Seeing Ivan in person forces Selin to change how she communicates with him. Their edited cleverness from the email exchanges don’t mean anything, but nonverbal cues like body language, averted gazes, and the lilt of sarcasm add complication.
As we realize the capacity of language to be a weapon, we find reasons to stop trusting it. Is what we are hearing supposed to be ironic? A straight-out lie? Are we being gaslit? Selin’s awareness of language’s dangerous potential only causes her to work over every statement she hears until the only thing of which she can convince herself is that she understands nothing.
And then there’s the question of Selin’s own first-person language, which she uses to tell a story to us, the reader.
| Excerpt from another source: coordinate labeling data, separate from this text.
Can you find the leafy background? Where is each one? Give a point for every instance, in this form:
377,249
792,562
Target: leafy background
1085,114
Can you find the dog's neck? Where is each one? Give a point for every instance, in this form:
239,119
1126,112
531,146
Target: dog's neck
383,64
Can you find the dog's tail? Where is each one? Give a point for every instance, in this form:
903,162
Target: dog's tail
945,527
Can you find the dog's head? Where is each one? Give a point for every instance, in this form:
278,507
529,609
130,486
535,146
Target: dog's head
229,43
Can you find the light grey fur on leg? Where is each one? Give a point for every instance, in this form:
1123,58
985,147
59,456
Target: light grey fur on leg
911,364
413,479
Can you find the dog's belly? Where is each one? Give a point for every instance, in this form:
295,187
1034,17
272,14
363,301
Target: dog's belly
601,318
Her narrative sentences are deployed with the patience and weight of someone who has had time to consider what has transpired, but even here her lack of assurance in language comes through. In Hungary, she describes a character as having a “plain” face, then digresses on that odd choice of word: “Why was ‘plain’ a euphemism for ‘ugly,’ when the very hallmark of human beauty was its plainness, the symmetry and simplicity that always seemed so young and so innocent.”
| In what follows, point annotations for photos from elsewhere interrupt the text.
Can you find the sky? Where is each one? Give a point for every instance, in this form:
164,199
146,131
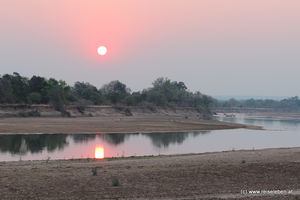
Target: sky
217,47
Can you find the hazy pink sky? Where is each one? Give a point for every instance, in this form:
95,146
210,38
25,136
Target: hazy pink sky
220,47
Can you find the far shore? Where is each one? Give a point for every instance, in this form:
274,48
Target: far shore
121,124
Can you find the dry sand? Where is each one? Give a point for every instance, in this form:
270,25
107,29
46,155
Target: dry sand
111,124
200,176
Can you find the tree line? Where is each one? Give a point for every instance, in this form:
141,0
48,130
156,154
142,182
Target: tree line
17,89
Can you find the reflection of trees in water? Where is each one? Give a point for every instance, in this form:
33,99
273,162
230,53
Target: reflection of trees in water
21,144
165,139
116,138
80,138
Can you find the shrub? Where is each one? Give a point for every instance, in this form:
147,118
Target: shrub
128,112
115,182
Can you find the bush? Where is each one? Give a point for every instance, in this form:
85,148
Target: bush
128,112
34,97
115,182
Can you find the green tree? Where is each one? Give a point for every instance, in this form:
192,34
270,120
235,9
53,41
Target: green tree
115,91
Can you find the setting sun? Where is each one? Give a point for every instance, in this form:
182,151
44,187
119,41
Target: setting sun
99,152
102,50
Hungary also provides scenes of linguistic chaos, as Selin encounters people who don’t speak the English she knows while she doesn’t understand the Hungarian that they know. She is taught Hungarian by host families who point at objects and repeat words, hoping they will stick. The slow associations through which she deduces names and meanings make her realize the absurdities that exist in the spaces in between:
We came to the main road, with telephone and electric lines. “Telefon oszlop,” said Nóra. “Telefon oszlop, telefon oszlop, telefon oszlop. Elektromos oszlop.” I wasn’t sure what oszlop was, the pole or the line, until we came to a waist-height concrete column sticking out of the ground: “beton oszlop,” Nóra said. I knew beton was concrete—Turkish used the same word. It seemed so funny to me that you could have a telephone oszlop, an electric oszlop, or a concrete oszlop.
Batuman’s decision to set The Idiot in the era of the nascent internet illustrates what it has done to how we communicate. It has trained us to be hyperselective in our word choices—to look for the perfect keyword that will bring up the response we desire: to make the troll go away, to get the commenter who is clearly wrong to shut up. To fit our bon mots under the 280-character limit. To win someone over, or to feel like we have won.
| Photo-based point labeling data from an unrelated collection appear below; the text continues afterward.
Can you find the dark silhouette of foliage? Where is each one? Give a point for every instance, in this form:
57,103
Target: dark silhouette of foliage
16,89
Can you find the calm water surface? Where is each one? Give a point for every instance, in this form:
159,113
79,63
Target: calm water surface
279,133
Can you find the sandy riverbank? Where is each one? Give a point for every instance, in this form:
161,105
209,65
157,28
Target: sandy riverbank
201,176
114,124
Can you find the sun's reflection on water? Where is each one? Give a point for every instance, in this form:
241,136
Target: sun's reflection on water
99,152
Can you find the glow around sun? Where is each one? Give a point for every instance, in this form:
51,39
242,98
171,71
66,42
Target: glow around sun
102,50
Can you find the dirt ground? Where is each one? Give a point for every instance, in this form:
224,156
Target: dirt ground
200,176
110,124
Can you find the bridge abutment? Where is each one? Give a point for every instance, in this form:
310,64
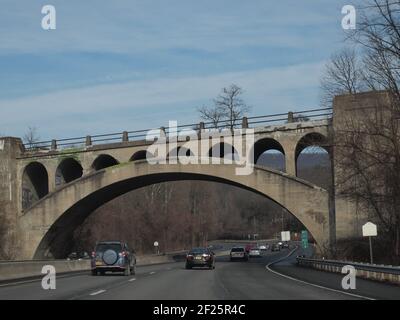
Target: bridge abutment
10,149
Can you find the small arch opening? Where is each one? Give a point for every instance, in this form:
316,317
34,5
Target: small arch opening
270,153
35,184
223,150
313,160
68,170
141,155
104,161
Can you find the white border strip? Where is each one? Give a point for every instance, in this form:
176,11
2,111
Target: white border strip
308,283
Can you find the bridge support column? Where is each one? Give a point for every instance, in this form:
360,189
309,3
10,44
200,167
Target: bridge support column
290,161
10,149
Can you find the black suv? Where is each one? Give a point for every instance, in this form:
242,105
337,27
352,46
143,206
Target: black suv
114,256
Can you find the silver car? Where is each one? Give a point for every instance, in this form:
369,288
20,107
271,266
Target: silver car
238,253
255,252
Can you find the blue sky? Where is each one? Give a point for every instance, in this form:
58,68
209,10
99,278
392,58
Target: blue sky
125,65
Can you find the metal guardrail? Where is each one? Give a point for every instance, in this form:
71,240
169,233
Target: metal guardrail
364,270
357,265
139,135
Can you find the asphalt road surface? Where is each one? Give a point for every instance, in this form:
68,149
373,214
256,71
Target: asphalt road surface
229,281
The internet has equally demonstrated how language frustrates in its natural opaqueness, in its refusal to do what we intend it to do, to the point where we have sought alternatives. So we have expanded our arsenal to include emojis, GIFs—things that can, on the right occasion, impart an idea more pointedly than a word.
It’s easy, then, for the reader to sympathize with Selin’s frustrations. She wants to trust language, but language is inherently dishonest, a fractured mirror that never accurately reflects what really is. Trust it too much and it will leave you feeling betrayed.